Of the technical desiderata, the ideal cameras were not at first available; but urgent development work was put in hand to acquire what was needed.  Meantime, there was a really obvious candidate for the aircraft – a Spitfire.  (Needless to say, Fighter Command initially declined to hand one over, but they were outranked.)  Cotton stripped out the armament, ballast and armour, sanded the machine down, painted it blue, made various other clever tweaks to the airframe and engine, added more fuel tankage – and fitted cameras.  The result was something that flew faster and higher than a Spitfire had done before and, most importantly, was comfortably able to outclimb and outrun Me109s.  It was the first of several marks of recce Spitfire, getting progressively more advanced in every dimension as the months went past, that were operational before the fall of France.

Their success rate, both in terms of the photos they acquired and their survival rate, was vastly superior to that of the brave Blenheims, as was immediately obvious to all.  It should have been no contest; but Bomber Command mulishly and indeed deviously resisted the inevitable for many months of intra-service wrangling to come.  They were, however, basically bypassed** with the formation of a well-equipped “strategical reconnaissance” organisation at RAF Benson near Oxford, squarely based on Spitfires (and later Mosquitos, and later still with US personnel and assets).  This was complemented with a new science/art of “photographic interpretation”, centred at Medmenham down the road on the Thames – as much advanced from WW1 photo analysis as was the recce itself, and developed just as rapidly; initially by maverick civilians who were the strong-willed equivalents of Cotton in their own sphere. 

The exploits and achievements of this entirely new strategic organisation had no parallel in Germany, and rival Bletchley Park for their importance in WW2.  Stories galore for another day.    

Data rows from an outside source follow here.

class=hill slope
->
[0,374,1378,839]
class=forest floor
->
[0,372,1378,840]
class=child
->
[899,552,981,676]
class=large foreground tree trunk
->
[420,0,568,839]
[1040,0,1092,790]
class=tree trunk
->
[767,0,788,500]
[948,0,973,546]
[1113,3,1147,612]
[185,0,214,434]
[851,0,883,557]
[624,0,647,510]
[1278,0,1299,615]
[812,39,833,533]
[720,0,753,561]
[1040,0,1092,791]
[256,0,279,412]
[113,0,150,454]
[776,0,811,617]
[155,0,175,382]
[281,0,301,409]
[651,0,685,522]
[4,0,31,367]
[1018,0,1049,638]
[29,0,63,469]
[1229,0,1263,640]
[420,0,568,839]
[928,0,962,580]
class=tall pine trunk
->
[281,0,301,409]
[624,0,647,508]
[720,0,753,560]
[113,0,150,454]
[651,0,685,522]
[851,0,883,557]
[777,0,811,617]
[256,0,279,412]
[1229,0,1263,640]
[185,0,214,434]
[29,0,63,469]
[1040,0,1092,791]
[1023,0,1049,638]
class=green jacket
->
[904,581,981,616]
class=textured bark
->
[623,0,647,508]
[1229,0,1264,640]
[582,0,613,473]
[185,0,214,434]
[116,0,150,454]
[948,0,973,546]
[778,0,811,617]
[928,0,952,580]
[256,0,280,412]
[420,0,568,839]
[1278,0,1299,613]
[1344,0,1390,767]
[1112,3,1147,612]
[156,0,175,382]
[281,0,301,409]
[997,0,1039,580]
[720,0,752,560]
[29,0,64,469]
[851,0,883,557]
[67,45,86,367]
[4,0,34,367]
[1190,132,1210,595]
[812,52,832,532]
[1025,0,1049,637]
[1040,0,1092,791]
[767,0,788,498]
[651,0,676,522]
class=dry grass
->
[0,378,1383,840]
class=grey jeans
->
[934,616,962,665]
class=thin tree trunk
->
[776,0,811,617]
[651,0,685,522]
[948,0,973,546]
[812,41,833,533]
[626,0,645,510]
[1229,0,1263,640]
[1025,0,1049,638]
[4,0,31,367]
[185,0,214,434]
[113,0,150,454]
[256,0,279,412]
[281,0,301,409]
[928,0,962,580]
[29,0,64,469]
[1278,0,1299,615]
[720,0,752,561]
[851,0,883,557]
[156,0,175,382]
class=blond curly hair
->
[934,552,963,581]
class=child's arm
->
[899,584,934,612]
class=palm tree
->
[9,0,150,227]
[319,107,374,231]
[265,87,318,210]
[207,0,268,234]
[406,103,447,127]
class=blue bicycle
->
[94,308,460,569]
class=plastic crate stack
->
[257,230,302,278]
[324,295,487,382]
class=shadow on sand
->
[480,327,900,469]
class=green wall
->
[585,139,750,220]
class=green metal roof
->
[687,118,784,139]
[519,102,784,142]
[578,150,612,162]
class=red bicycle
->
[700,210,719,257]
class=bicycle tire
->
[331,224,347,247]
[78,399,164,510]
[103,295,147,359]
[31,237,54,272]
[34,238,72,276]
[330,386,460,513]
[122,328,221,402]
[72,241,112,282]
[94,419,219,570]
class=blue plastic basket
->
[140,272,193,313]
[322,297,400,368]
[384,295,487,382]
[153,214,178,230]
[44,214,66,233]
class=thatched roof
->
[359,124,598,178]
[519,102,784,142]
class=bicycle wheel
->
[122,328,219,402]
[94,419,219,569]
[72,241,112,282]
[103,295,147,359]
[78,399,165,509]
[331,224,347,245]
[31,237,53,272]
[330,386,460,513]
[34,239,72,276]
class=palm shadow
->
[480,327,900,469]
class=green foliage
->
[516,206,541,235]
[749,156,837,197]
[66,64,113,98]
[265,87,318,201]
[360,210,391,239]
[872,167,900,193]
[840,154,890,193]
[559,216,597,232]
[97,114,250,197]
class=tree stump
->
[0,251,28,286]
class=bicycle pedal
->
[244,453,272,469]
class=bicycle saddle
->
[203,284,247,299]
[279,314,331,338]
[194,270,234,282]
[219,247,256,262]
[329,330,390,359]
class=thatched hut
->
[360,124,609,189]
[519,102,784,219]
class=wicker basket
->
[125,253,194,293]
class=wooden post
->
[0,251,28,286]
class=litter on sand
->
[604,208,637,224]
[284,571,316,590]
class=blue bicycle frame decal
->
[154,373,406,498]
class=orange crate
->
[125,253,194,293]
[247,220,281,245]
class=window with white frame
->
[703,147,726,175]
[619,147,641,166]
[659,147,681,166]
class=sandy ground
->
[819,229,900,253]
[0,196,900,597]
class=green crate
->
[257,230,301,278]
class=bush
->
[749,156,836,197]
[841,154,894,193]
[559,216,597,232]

To start with, all this was under the highly resourceful and decidedly unconventional command of Cotton, now an RAF Wing Commander.  During its pioneering development phase, everyone recognised it couldn’t be any other way: cameth the hour, and so cameth the man.  And the achievements of his revolutionary endeavour were extraordinary, in a very short space of time.  However, he was putting noses seriously out of joint, up and down the land and over in France.  The final straw came – and Cotton went – after he accepted money from French industrialists to spirit them out of Paris in RAF aircraft just before Hitler arrived.  That was Sidney Cotton for you.  Definitely a player.

Come home soon, G-AFTL …

ND

_______________

** Such is the bizarre nature of service politics that Bomber Command was allowed to carry on using its own costly recce in parallel to the new purpose-built strategic setup for more than a year.  One of the Command’s motives was to ensure that only its own people carried out Bomb Damage Assessment – they were determined to mark their own homework.  Eventually they were called up on this too, much to their disgust – as it was proved conclusively that their bombing was not even remotely as accurate as they claimed.  To his credit, Bomber Harris eventually conceded the point.  Though his Command’s relations with Medmenham were often strained, he personally came to value its accurate output.